San Francisco police enlist in the greatest guerilla marketing ploy of 2011.
Looking for some marketplace heat on the product you’re working on right now? Drop everything in the office and head to the local watering hole, prototype in hand. Drub up conversation with a few regulars and point out the revolutionary manner in which this prototype, that you hold in your hands, will change the [insert industry here].
Remember that presentation is the key to success in this situation. Before entering said watering hole, place the prototype in a steel briefcase featuring either thumbprint recognition entry or a remote-controlled shock alarm. The benefit of the shock alarm is your ability to gain peer interest by daring a regular to grab your briefcase before you hit him/her with 30,000 volts. (For aspiring private investigators and fans of HBO’s Bored to Death alike, this briefcase actually exists at www.pimall.com. The site is good for evoking a guttural chuckle, swiftly followed by a whispered, “Cool.”)
Next, get drunk or pretend to get drunk — whatever your pleasure given your gastrointestinal limitations — and proceed to slink out of the bar in a swaying two-step. Before you leave, lock your case and make sure you have it in tow. Be sure to leave the prototype in a prominently lit area with your business card not too far away. Personally, I prefer illustrating a grassy knoll-level conspiracy theory on the business card during a previous conversation to draw the eye.
The following day, make a hurried call to the local police department. Enhance your desperation by rubbing a grain of sand in each eye and storming the station with Howard-Beale-like lunacy.
As you’re filling out the police report, make sure the apologetic email that you composed to your project manager — and 'accidentally' blind copied every media outlet in the seven surrounding states — simultaneously deploys and voila, instant heat. Ranging from like-minded guerilla marketers to industrial espionage enthusiasists blaming Rohypnol and the Chinese, your product will be surrounded by intrigue and debate before anyone knows what it is, what it does, or if it’s real. Rest assured, for the demand to see your product is shortly followed by the need to own it — or find a pirated comp overseas.

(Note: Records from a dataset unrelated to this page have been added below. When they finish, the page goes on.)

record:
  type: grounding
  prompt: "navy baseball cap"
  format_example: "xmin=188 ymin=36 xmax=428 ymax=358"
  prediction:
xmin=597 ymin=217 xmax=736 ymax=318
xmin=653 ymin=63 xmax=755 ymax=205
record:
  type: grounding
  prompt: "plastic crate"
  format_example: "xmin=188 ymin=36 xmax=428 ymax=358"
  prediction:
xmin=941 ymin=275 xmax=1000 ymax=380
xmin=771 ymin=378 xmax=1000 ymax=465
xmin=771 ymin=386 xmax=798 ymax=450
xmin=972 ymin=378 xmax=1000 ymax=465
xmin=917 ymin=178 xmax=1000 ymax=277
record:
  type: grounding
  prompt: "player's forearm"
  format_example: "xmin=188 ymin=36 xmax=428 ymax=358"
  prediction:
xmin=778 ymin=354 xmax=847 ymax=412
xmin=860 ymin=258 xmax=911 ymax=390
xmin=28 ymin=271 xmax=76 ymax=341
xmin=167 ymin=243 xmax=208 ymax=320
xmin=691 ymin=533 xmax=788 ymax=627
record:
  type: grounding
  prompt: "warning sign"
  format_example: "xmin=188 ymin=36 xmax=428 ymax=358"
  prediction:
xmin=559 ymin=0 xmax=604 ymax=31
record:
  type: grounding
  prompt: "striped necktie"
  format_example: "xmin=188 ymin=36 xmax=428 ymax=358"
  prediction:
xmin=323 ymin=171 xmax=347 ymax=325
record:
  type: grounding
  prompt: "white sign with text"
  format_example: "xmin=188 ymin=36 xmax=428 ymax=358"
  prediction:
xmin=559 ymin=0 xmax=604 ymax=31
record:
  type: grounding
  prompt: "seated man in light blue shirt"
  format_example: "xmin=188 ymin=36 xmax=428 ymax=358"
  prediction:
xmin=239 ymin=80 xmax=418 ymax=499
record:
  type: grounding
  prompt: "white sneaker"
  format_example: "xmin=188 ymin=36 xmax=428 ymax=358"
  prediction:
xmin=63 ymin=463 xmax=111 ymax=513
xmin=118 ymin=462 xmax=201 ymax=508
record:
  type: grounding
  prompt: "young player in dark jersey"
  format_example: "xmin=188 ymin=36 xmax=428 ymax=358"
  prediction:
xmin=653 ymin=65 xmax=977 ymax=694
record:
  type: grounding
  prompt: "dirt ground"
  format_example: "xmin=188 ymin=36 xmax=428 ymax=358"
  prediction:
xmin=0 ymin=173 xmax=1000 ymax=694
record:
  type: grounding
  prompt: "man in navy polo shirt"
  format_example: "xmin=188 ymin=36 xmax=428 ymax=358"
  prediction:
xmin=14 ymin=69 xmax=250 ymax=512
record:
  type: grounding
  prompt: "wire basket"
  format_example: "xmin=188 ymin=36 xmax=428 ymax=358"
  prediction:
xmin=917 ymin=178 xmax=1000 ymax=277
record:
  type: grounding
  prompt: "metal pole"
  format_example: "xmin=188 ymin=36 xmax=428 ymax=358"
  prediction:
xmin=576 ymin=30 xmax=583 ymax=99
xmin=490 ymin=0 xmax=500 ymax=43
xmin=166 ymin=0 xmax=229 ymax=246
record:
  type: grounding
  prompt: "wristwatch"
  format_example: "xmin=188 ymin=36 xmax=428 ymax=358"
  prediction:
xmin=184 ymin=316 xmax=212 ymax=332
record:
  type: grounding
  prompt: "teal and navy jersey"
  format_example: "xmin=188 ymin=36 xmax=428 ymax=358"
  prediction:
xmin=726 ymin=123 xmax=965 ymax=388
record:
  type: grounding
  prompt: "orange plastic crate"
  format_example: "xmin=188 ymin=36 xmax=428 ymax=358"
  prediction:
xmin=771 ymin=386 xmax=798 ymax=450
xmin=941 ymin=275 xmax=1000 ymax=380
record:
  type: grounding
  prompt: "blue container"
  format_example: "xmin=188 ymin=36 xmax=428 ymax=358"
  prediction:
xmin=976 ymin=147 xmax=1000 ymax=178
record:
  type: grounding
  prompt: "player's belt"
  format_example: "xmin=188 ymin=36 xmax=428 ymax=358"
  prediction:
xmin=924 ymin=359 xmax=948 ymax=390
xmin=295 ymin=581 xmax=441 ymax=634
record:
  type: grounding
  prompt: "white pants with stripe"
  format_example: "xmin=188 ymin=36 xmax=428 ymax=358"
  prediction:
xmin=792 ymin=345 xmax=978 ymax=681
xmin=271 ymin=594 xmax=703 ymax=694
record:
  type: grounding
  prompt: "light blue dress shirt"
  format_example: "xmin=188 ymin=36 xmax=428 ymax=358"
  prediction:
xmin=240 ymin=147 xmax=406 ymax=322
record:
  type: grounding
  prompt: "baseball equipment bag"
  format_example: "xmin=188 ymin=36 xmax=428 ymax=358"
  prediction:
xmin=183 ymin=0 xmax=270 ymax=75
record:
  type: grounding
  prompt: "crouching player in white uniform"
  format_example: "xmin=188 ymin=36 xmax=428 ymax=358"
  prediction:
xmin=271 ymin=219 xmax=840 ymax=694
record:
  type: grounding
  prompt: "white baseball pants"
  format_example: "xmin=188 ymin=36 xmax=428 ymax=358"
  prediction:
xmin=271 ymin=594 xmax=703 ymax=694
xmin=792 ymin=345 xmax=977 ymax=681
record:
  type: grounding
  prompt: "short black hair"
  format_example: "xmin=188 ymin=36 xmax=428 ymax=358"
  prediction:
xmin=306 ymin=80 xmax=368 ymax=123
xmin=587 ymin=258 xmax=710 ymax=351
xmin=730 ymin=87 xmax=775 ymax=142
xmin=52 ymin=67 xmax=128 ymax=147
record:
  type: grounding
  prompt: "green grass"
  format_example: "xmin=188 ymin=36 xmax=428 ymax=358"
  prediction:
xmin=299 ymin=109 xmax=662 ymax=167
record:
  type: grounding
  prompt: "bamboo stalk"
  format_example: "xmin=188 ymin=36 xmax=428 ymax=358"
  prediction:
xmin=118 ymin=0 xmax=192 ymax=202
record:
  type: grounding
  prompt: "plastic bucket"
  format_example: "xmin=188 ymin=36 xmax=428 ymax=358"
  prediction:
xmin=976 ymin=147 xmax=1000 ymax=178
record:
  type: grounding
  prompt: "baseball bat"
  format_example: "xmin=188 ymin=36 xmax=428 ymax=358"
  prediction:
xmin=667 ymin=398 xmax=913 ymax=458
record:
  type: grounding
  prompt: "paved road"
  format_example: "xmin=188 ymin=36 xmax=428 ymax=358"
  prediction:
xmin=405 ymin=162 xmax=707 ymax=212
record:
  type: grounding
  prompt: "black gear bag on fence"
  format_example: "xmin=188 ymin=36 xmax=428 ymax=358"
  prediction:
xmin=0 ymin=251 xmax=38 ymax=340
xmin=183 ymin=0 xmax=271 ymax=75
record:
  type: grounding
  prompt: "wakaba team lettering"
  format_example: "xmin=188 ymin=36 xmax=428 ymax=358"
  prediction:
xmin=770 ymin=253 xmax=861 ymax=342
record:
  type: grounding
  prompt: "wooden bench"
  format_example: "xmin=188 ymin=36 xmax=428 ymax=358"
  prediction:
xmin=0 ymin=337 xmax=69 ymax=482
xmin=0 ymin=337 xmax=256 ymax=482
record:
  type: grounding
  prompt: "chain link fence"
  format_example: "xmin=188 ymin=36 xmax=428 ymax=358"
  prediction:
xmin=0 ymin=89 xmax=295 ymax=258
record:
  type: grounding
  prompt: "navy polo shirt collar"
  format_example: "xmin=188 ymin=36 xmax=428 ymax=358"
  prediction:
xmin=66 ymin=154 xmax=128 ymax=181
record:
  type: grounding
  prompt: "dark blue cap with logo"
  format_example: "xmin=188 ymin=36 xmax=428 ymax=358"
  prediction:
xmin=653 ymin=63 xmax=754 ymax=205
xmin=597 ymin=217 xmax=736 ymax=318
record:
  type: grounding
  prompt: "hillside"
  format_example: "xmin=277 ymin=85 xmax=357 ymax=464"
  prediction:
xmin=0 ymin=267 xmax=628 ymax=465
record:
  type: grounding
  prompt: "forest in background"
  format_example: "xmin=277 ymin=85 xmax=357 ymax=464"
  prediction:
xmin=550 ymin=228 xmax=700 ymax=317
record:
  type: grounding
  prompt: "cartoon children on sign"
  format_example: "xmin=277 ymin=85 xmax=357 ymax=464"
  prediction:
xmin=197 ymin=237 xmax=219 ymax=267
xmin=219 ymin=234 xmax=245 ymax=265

Turn the tables on Apple and vaguely note how your product will permanently gain market share over the global leader, and a slew of cyber-sleuths will rush to your aide, theoretically. Of course, the blogosphere is merely in a footrace to find your prototype and sell it to the highest bidding news service.
The game plan suits the befitting marketing genius who was able to serve up enough hype over the second missing iPhone prototype in as many years that the San Francisco police department heeded Apple’s call. After an unreleased smartphone was left in a city restaurant, Apple could’ve had every dining establishment in the greater San Francisco area bidding to be the setting for such reckless abandon.
Though Apple officials have declined to comment on the case, I’d like to take this time to applaud its efforts as the company continues to engage and mystify the masses. Whether recklessness or premeditation is to blame, we can’t stop ourselves from imagining the whereabouts and design of that “unreleased” smartphone.